Una band dai sette volti, ma praticamente senza nomi,
a parte
quello del veterano Steve Gadd alle percussioni, già compagno di viaggio di Paul
ai tempi del sodalizio fortunatissimo con Art Garfunkel.
Se pensiamo che sovente i comunicati ufficiali che annunciano i
concerti di Paul Simon non esplicitano, volutamente, i nomi e volti dei suoi
musicisti (non certo per dimenticanza o tracotanza), ci rendiamo immediatamente
conto di ciò che impone la già citata legge dell'"Understatement", tanto cara a
Paul,
che ne è, ovviamente, il prim'attore e il protagonista
indiscusso.
Già non aveva il "Physique du Role" della rockstar quando aveva
iniziato a cantare Paul Simon, all'incirca cinquant'anni fa. Ma ora, a
settant'anni quasi scoccati, il nostro Piccolo Grande uomo pare tutto,
nell'ordine: un tranquillo pensionato, il giardiniere della porta accanto, il
libraio del "Bookstore"
all'angolo, piuttosto che un divo della canzone. Si è
presentato ieri all'Arena vestito di nero, minuscolo, e l'unica civetteria che
talvolta si concede è un buffo cappellino rosso da giocatore di baseball, che
indossa più che altro per nascondere la calvizie alquanto incipiente.
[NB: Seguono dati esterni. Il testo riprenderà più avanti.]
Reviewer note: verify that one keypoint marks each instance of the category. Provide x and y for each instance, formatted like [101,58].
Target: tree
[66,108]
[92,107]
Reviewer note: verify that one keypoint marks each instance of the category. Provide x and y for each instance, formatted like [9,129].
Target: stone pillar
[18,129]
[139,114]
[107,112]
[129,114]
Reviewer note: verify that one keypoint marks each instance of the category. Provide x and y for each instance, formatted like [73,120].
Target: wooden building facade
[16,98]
Ma quando la parola cessa di essere parlata (ben poche cose, in
verità: più che altro la grande emozione di essere sul palcoscenico, un luogo
che lui non ama a dismisura) per diventare stupendamente cantata, ecco che il
miracolo si compie di nuovo.
E tutti coloro che hanno orecchie per intendere
e occhi per piangere, più che per guardare, immediatamente
comprendono di avere a che fare con uno dei massimi interpreti della canzone
americana contemporanea. Forse, addirittura, con uno dei componenti della
"Santissima Trinità", insieme a Bob Dylan e Tom Waits.
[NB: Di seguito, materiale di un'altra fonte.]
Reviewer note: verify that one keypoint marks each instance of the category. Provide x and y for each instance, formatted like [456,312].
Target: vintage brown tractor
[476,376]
Nelle sue canzoni c'è, infatti, l'america sussurrata degli
amanti perduti, il sogno esistenziale degli adolescenti ancora ben provvisti del
senso della vita, la ninnananna canticchiata ai neonati nelle serate di luna
piena.
E poi c'è l'Africa nera scoperta ai tempi di "Graceland", la sarabanda
di ritmi e colori delle lande brasiliane, l'afrore della giungla e il colore dei
tropici. C'è la quotidianità di persone ordinarie che si legano, si separano,
indossano maschere d'argilla e compiono gesti ai confini della doppia
personalità pur di riuscire a districarsi nel traffico allucinante d'anime,
corpi ed atteggiamenti che popolano questo circo equestre assurdo che mette in
scena gli accadimenti umani.
E poi, ancora, c'è la sua voce, che adesso non azzarda più gli
arditissimi falsetti dei tempi lontani, contrassegnati dalla cooperazione
"MITICA" con Garfunkel, ma che è divenuta una sorta di icona pacata e
tranquilla, pienamente soddisfatta di sè, beata di una Beatitudine che è
difficile esprimere a parole: e forse è meglio così...
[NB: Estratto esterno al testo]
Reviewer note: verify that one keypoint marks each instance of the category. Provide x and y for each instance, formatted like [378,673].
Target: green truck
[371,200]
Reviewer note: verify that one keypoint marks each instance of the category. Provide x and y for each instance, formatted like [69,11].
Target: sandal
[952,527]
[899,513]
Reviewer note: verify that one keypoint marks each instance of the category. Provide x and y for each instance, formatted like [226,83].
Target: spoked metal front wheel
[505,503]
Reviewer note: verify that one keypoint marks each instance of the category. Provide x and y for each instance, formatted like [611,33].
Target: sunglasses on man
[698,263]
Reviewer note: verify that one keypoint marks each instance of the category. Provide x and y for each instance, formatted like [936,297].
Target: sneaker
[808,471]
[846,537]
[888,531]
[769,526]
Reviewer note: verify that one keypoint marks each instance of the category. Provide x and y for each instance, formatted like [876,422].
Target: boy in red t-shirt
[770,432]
E poi, ancora e ancora e ancora.... C'è quel suo senso
così meravigliosamente geometrico, intellettuale, ai confini del "segaiolo"
nella costruzione della canzone, complesso eppure così semplice, che certo è il
massimo che si possa chiedere a un cantore dei giorni nostri. Ed è proprio per
questo che il suo canzoniere (non certo sterminato come quello dell'amico Bob
Dylan, ma sicuramente ben nutrito e corposo) rivela una straordinaria unità
stilistica, pur
nell'estrema diversità fra le creazioni di ieri e quelle di
oggi. Ed è per questo che il "Suo Pubblico", attempato e giovanissimo insieme,
canta all'unisono con lui non soltanto gli ever-green di sempre ("Mrs Robinson"
"The Sound of Silence", "The Boxer", "Old Friend", "Codachrome"), ma anche
canzoni nuovissime
come "Darling Lorraine" o "Old", circostanza che ha
visibilmente sorpreso il solitamente freddo e pacato cantautore newyorkese
(definirlo "Commosso" sarebbe un'esagerazione)...
Il Piccolo Grande Paul ha
dimostrato ancora una volta di essere uno "Storyteller perfetto" nel miscelare
il vecchio con il nuovo, splendidamente coadiuvato da una band realmente
fantastica: la saggezza introversa di "That's where I belong" con la sarabanda
ritmica di "Graceland", la pulizia interpretativa
di "Me and Julio down to
the Schoolyard" con il turbinìo di "Hurricane Eye", il toccante epitaffio di
"The Sound of Silence", preceduto da una chitarra western a delinearne contorni
melodici sotto quattro dita di pelle d'oca, con il dramma amoroso, e tragicomico
insieme, di "Darling Lorraine". Forse che
soltanto lui avrebbe potuto
trattare il tema della vecchiaia con l'acutezza e il soave senso del distacco
dimostrati in "Old": dove il procedere dell'età del protagonista (lui medesimo)
viene affrescato in parallelo con quello di Maometto, di Gesù Cristo e dello
stesso Dio Creatore (Umorismo / Cinismo giudeo?).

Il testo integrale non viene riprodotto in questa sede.